= Long civil rights movement =

Social movement

"Long civil rights movement" is a historiographical argument regarding the timing and substance of the Civil Rights Movement, advanced by American historian Jacquelyn Dowd Hall. The argument was proposed in the article "The Long Civil Rights Movement and the Political Uses of the Past" in The Journal of American History in 2005. Dowd had used the term in a 2001 article, titled "Broadening Our View of the Civil Rights Movement", in the Chronicle of Higher Education. Since 2005, the long civil rights movement argument has attracted substantial attention from scholars and academics that study the 1954-1968 civil rights movement.

The Long civil rights movement argues the length and influence of the Civil Rights Movement. The Civil Rights Movement was an organized effort to gain legalized equal rights for all Americans. This movement starts with the court case of Brown vs Board of Education in 1954, a turning point for black Americans when legalized segregation was deemed unconstitutional. The Civil Rights Movement has long been associated with this court case as well as Martin Luther King Jr., the Civil Rights Act of 1964, and the Voting Rights Act of 1965. But the "Long Civil Rights Movement" argues that the Civil Rights Movement started in the 1930s and extended beyond the 1960s.

Some argue that the civil rights movement started as early as emancipation and continued through Barack Obama's presidency to present day. Most agree the Long Civil Rights Movement took off with the social reform in the 1930s surrounding the New Deal Era During this time, following up to Brown vs Board of Education, there were many campaigns and other forms of resistance against segregation. In 1954, when the court case, Brown vs Board of Education, found it unconstitutional to segregate in public places, it still took fifteen years for the US to wholly implement it. As schools started to integrate, they started to push once again for resegregation within the school system. As the Civil Rights Act was passed and the movement started to die down, black people continued to face harsh discriminations. In the 1970s and 80s, finding affordable housing, fighting unwilling residential integrating, finding equal job opportunities, fighting labor organizations and welfare rights were a few ways black Americans continued to be discriminated against. While these situations were most often found in the South, they were also relevant problems all over the nation.

In the 1980s, Black people experienced marginalized labor and increasing incarceration. Gerrymandering was a way people manipulated boundaries to stop black people from voting. "Underclass" was a label put on black Americans which showed that they were still thought of as inferior to white people during the 1980s.

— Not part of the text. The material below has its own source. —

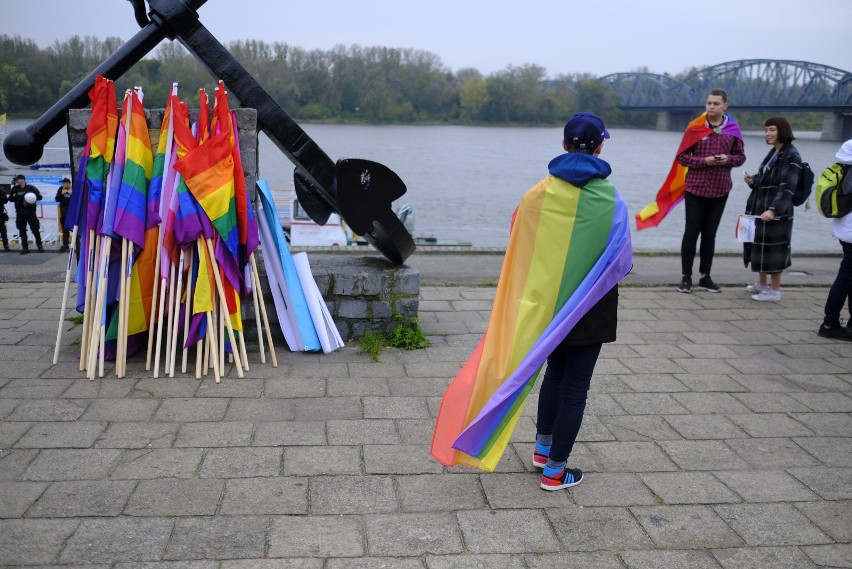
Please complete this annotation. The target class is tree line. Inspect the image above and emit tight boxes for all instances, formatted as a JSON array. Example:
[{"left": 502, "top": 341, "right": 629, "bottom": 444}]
[{"left": 0, "top": 34, "right": 822, "bottom": 130}]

Following the 1960s and the major Civil Rights events, many started to correlate Martin Luther King Jr. with extreme radicalism and his anti-Vietnam stance rather than his ideals and efforts towards equality. During this time, many started to neglect everything that had happened in the Civil Rights Movement with some even claiming that racism was insignificant and did not matter. While the Civil Rights Movements made huge strides towards equal rights, not everyone was accepting of the changes. In the 1970s, New Right Conservatism was a movement that followed the Civil Rights Movement and rose during Ronald Reagan's presidency. This caused racial polarization in neighborhoods and other areas of society where people purposefully did not sell to black people or allow black people in certain communities. Polarization is the opposite of diversifying where they actually strived to keep different races separate from each other.

At the beginning of the Civil Rights Movement, its initial progress was a result of private philanthropy, federal dollars, and a forced mobilization of the poor from the government. It was a forced effort where the federal government used money and force to achieve civil equalities. While, the government's involvement to support the civil rights movement was positive, when their involvement was retracted, it left many people who did not support the government's choice originally to revert to their old ways. Many areas of the US went back to opposing the Civil Rights Act as well as other government assisted efforts like helping the poor. The South, especially, continued to nourish Jim Crow Law.

They also formed one party politics that opposed Civil Rights and made it so black people did not have much of a voice. The South was motivated to protect their economy that was built on cheap labor despite what the government had passed as laws and constitutional rights. The civil rights movement is a continuing effort for equality that The Long Civil Rights Movement argues can still be seen in present day. The Black Lives Matter Movement is the modern movement for Civil Rights. This black power movement calls it a "never-ending fight for freedom" as they continue to fight for political, social, and economic equality. Martin Luther King Jr. said, "The racial issue we confront in America is not a sectional but a national problem." The Long Civil Rights Movement is not only a fight extending over a century or more but also a fight that extends not just over the South but over the entire nation.